El capellán y cronista Pedro Gómez Escudero levantó acta del nacimiento de la ciudad un 24 de junio, día de San Juan Bautista, porque los seis barcos y seiscientos hombres que venían en nombre de la corona castellana arribaron a la bahía de La Isleta y atravesaron los arenales de Alcaravaneras durante la madrugada de 23 de junio, noche de brujas, aquelarres y sortilegios, con una Luna como un Sol iluminando la magia del solsticio de verano (Las crónicas nada dicen de eso, pero señalan el encuentro con una mujer que les indicó el camino, y que la tradición dice que fue Santa Ana). La tala de palmas y el asentamiento oficial tuvo lugar en la mañana del día de San Juan, y suena a predestinación porque los máximos responsables de aquella milicia se llamaban Juan: el capitán Juan Rejón, jefe de la partida, el obispo don Juan de Frías, que ya traía bajo el brazo desde Sevilla el permiso arzobispal para trasladar la sede de la diócesis del desértico Rubicón a un lugar de mayor riqueza, y don Juan Bermúdez, Deán del Rubicón, de quien dice Millares Torres que era conocedor de las costumbres y la lengua de los aborígenes. Y puesto que todos se llamaban Juan, y era la festividad del Bautista bautizaron la ciudad como Las Palmas (no la llamaron Juana de milagro).
 
Todo eso es memoria, pero no deja de ser irónico que cinco siglos después de su fundación siga discutiéndose en esta ciudad incluso por el nombre, cuando está en peligro el símbolo máximo de nuestra historia, unas veces porque un insecto venido de no se sabe pone en entredicho la leyenda del escudo que afirma que «Segura tiene la palma», otras porque no se reponen las que mueren o simplemente las cortan sin derecho a reposición.

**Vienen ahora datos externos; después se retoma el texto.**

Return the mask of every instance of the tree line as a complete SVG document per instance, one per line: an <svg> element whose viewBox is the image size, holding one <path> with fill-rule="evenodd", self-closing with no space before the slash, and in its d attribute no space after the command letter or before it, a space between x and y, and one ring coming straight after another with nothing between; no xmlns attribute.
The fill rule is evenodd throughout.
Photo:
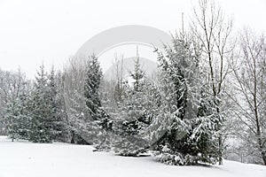
<svg viewBox="0 0 266 177"><path fill-rule="evenodd" d="M63 71L41 65L33 81L1 70L1 134L121 156L152 150L168 165L266 165L265 36L233 35L232 21L207 0L172 36L164 51L155 49L153 76L138 52L128 77L115 58L112 80L95 55L73 58Z"/></svg>

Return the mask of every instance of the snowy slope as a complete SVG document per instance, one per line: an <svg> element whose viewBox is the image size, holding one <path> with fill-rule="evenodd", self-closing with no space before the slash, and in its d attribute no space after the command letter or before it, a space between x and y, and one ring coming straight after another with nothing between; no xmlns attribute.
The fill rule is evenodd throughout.
<svg viewBox="0 0 266 177"><path fill-rule="evenodd" d="M223 166L170 166L153 158L125 158L92 152L92 147L64 143L12 142L0 136L0 177L204 176L266 177L266 166L224 161Z"/></svg>

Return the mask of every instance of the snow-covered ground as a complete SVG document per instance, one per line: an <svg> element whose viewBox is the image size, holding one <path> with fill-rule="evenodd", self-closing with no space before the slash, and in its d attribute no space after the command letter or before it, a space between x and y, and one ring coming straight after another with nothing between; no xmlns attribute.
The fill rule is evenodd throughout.
<svg viewBox="0 0 266 177"><path fill-rule="evenodd" d="M92 152L91 146L11 142L0 136L0 177L266 177L266 166L224 160L224 165L171 166L154 158Z"/></svg>

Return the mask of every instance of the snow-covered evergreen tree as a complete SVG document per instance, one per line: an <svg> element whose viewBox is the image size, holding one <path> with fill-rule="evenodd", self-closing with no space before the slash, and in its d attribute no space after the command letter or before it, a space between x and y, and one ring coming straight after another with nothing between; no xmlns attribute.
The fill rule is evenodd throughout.
<svg viewBox="0 0 266 177"><path fill-rule="evenodd" d="M200 48L181 34L165 50L165 55L159 52L162 99L160 112L149 127L152 145L167 164L215 163L220 119L200 78Z"/></svg>
<svg viewBox="0 0 266 177"><path fill-rule="evenodd" d="M51 142L52 141L55 108L51 94L48 74L43 65L37 72L31 97L29 140L32 142Z"/></svg>
<svg viewBox="0 0 266 177"><path fill-rule="evenodd" d="M123 83L123 94L120 112L114 121L114 131L119 135L113 143L113 150L119 155L137 156L147 149L145 128L151 123L147 94L150 86L141 69L140 58L137 50L134 71L129 73L133 87Z"/></svg>

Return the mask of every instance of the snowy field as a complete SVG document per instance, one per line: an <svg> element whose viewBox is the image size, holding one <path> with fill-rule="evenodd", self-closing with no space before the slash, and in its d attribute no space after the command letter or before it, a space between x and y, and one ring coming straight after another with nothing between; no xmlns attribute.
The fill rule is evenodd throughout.
<svg viewBox="0 0 266 177"><path fill-rule="evenodd" d="M92 152L91 146L11 142L0 136L0 177L266 177L266 166L224 161L219 166L171 166L154 158Z"/></svg>

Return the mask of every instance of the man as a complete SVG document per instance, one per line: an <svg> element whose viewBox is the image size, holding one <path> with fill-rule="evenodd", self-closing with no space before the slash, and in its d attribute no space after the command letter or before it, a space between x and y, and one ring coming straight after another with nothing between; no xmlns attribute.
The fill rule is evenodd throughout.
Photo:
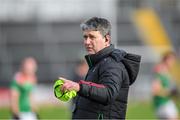
<svg viewBox="0 0 180 120"><path fill-rule="evenodd" d="M139 71L140 56L115 49L111 25L93 17L81 24L89 70L79 83L65 78L61 90L76 90L73 119L125 119L129 85Z"/></svg>

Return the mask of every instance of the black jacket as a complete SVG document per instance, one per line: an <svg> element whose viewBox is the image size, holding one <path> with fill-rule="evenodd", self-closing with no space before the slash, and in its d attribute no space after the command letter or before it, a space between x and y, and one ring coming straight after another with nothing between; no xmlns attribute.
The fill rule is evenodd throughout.
<svg viewBox="0 0 180 120"><path fill-rule="evenodd" d="M85 58L89 71L79 82L73 119L125 119L128 90L137 77L140 56L110 45Z"/></svg>

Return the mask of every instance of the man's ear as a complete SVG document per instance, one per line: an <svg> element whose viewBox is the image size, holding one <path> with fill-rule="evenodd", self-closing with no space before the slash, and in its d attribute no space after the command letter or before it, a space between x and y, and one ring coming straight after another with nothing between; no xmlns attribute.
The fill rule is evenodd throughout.
<svg viewBox="0 0 180 120"><path fill-rule="evenodd" d="M105 35L105 42L110 44L111 43L111 37L110 35Z"/></svg>

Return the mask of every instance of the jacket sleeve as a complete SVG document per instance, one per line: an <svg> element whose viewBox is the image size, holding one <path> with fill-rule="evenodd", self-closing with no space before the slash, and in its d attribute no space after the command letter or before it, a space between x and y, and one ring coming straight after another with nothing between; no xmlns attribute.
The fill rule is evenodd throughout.
<svg viewBox="0 0 180 120"><path fill-rule="evenodd" d="M98 84L80 81L80 96L107 105L118 96L123 81L123 70L120 63L106 63L99 69Z"/></svg>

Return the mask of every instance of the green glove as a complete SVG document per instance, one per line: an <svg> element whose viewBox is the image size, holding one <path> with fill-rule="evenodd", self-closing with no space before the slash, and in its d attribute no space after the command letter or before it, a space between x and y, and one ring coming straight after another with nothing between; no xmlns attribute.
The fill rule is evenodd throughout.
<svg viewBox="0 0 180 120"><path fill-rule="evenodd" d="M54 83L54 95L57 99L66 102L75 97L77 95L77 92L75 90L62 92L61 87L63 84L63 80L56 80L56 82Z"/></svg>

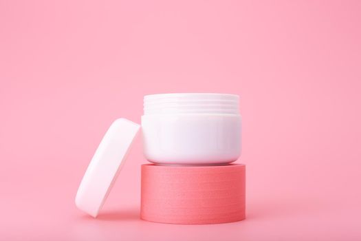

Sí parece seguro, de no obrarse un cambio milagroso, que seguiremos discutiendo al menos otros quinientos años, quién sabe si hasta perder la cabeza como el Bautista que nos nombró, con palmas o sin palmas, porque nos encanta llevar la contraria en cualquier asunto colectivo, sea un auditorio, una circunvalación, un estadio, un scaletrix (eso sí que es un nombre), un teatro o unos retoques al puerto o al litoral. Tal vez, si no discutiéramos, no seríamos nosotros, pues todavía está por ver si los perros de la Plaza de Santa Ana son galgos, podencos, bardinos o, vaya usted a saber si no son perros, sino sombras que se escaparon de un libro de Víctor Doreste.